Every year, the University of Hawaiʻi Alumni Association presents its Distinguished Alumni Awards in recognition of outstanding alumni accomplishments, inspirational leadership and service to the university and the community.
“We all feel like we are proud to be alumni of the University of Hawaiʻi and we want to showcase the best and the brightest,” said UH Alumni Association President Patrick Oki at the 2014 awards ceremony held at the Sheraton Waikīkī on May 7. “We have so many alumni but there are a few that distinguish themselves and we are very proud of them.”
“It’s a huge honor to be recognized by the University of Hawaiʻi. I was so fortunate to be a student there,” said Claire Asam, a 2014 Distinguished Alumni Award honoree along with her husband Dr. J. Kūhiō , Hawaiʻi News Now General Manager Rick Blangiardi and local broadcaster Emme Tomimbang.
Former Governor John Waiheʻe received the alumni association’s Lifetime Achievement Award.
“Well, I think it is very special for me because, first of all, it was from the University of Hawaiʻi, which I believe is and should be, the premiere teaching, learning institution in the Pacific,” said Waiheʻe, a 1976 graduate of the William S. Richardson School of Law. “It’s kind of from people at home.”
“It means so much,” agreed Blangiardi, who earned a masters degree in educational administration from UH Mānoa. “I had nearly a 50-year association with the University of Hawaiʻi, both as an undergraduate and getting my graduate degree in ’73, and a lifelong association because it’s been woven into the fabric of the body of my work as a broadcaster. So to be recognized tonight at this level, with the peer group that I am being accepted with means everything.”
“In this position of being honored, we actually represent, I believe, just a number of other fine, wonderful graduates of the university,” said Dr.
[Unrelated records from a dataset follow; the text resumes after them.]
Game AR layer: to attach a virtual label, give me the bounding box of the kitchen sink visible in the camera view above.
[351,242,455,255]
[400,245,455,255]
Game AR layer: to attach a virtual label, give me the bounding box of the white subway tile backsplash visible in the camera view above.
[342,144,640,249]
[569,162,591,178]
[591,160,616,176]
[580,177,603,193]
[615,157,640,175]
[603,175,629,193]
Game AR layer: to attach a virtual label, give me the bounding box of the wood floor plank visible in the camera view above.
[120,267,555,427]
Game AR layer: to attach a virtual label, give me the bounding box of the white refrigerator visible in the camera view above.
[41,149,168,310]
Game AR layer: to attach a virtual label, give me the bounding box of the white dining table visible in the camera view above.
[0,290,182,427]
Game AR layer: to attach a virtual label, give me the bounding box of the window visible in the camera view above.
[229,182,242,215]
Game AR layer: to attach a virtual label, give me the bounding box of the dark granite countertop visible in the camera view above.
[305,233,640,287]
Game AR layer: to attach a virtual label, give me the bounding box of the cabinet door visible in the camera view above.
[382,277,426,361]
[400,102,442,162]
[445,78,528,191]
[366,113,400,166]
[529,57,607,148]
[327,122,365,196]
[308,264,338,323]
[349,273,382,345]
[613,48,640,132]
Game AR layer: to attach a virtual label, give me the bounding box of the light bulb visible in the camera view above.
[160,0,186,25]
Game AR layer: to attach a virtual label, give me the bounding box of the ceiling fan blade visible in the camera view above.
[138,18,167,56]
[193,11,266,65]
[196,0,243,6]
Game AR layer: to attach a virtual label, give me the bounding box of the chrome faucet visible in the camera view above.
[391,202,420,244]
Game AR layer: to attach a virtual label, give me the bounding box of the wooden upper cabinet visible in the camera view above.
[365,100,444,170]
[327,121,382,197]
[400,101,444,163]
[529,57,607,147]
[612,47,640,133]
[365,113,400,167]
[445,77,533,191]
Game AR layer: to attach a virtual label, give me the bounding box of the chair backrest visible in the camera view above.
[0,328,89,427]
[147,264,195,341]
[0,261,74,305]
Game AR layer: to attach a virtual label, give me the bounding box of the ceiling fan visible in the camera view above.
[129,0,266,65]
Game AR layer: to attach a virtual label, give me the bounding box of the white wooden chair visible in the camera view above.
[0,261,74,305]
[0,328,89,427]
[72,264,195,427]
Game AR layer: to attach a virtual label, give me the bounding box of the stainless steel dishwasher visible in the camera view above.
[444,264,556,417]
J. Kūhiō Asam, who graduated from the John A. Burns School of Medicine and is now serving as the executive director of the King William Charles Lunalilo Trust and Home. “Those who have really served their community, those who have given up of themselves, and have used their education from the University of Hawaiʻi to better our communities.”
Tomimbang, a 1973 UH Mānoa graduate, was also presented at the event with her associate in arts degree from Leeward Community College.
“The AA degree means so much to me because those two years at Leeward really defined my life and got me to the UH, and got me through the UH,” said Tomimbang. “So I am grateful to the community college system.”
The UH medical and law schools played an incredibly significant part in the careers of Waiheʻe and J. Kūhiō Asam.
“If Chief Justice Richardson hadn’t founded the University of Hawaiʻi law school, I probably wouldn’t have my law degree,” mused Waiheʻe. “I don’t know how that would have affected whatever I would have done.”
“I graduated from the John A Burns School of Medicine,” stated Asam proudly at the event. “And through that process of becoming a physician, really became better understanding of the true community that we are here to serve.”
All of the honorees credit UH for having a tremendous impact on their lives.
“The university really provided the foundation of my knowledge, foundation in terms of learning and being able to build on that learning in my career and in my life,” said Claire Asam. “I am so appreciative of the opportunity that I had to study at the University of Hawaiʻi.”
“The University of Hawaiʻi is just that, it’s singular in my experience with it,” said Blangiardi. “It is very, very unique. It has given me so much and I would like to think whatever success I have had professionally, if I were to attribute it to someone or someplace, University of Hawaiʻi is very big in that equation.“
“Having gone to Leeward and going to the UH, a great institution with everything that armed me for who I am and what I have done in my life,” added Tomimbang. “I think that was the real prize.”
The University of Hawaiʻi Alumni Association includes more than 283,000 graduates from the 10 UH campuses living in all 50 states and more than 100 countries. Its mission is simple.
“It’s really to connect our alumni to the University of Hawaiʻi,” said Oki. “Get them engaged and excited and hopefully they can give back to the University of Hawaiʻi.“
“We got to start really realizing, how great what we have is, and how much greater we could make it if we actually got behind it,” said Waiheʻe.
“Once you realize the depth and the breath of what it does for the community, for our state and actually worldwide, from really the depths of the ocean from the heights of the heavens, the University of Hawaiʻi is there and it is top notch,” said J. Kūhiō Asam.
“I am forever encouraging young people not to go away, to stay home,” said Blangiardi. “And for people who are here to love the school, whether it manifests itself in showing up at sporting events or doing other things with the university. We have much to celebrate.”